ECLI:NL:TADRARL:2021:7

Zaaknummer

19-855

Inhoudsindicatie

Klaagster klaagt over het optreden van verweerder als advocaat van haar – inmiddels overleden - vader. De raad is van oordeel dat de klacht niet ontvankelijk moet worden verklaard omdat klaagster er niet in geslaagd is aan te tonen in welk rechtstreeks belang zij persoonlijk getroffen is.
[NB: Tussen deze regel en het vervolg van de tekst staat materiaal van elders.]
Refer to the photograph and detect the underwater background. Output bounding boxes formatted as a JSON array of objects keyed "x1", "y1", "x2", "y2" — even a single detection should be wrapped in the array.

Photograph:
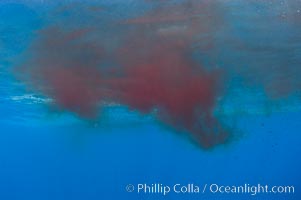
[{"x1": 0, "y1": 0, "x2": 301, "y2": 199}]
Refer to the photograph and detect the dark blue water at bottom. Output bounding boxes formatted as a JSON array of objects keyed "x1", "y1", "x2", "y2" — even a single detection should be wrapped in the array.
[{"x1": 0, "y1": 112, "x2": 300, "y2": 200}]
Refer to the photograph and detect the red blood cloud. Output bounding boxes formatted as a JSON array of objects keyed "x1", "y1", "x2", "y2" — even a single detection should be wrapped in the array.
[
  {"x1": 19, "y1": 1, "x2": 229, "y2": 148},
  {"x1": 17, "y1": 0, "x2": 301, "y2": 148}
]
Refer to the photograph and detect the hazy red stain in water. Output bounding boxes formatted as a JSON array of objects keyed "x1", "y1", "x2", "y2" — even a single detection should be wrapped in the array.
[{"x1": 19, "y1": 1, "x2": 229, "y2": 148}]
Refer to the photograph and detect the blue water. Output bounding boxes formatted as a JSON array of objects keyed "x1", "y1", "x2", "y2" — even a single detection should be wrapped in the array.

Zij heeft een dergelijk belang niet gesteld noch onderbouwd.

Uitspraak

Beslissing van de Raad van Discipline in het ressort Arnhem-Leeuwarden van 11 januari 2021

in de zaak 19-855/AL/NN

naar aanleiding van de klacht van:

[klaagster]

over

[verweerder ]

 

1    VERLOOP VAN DE PROCEDURE

1.1    Bij e-mailberichten van 2 juli 2019 heeft klaagster bij de deken van de orde van advocaten in het arrondissement Noord-Nederland (hierna: de deken) een klacht ingediend over verweerder.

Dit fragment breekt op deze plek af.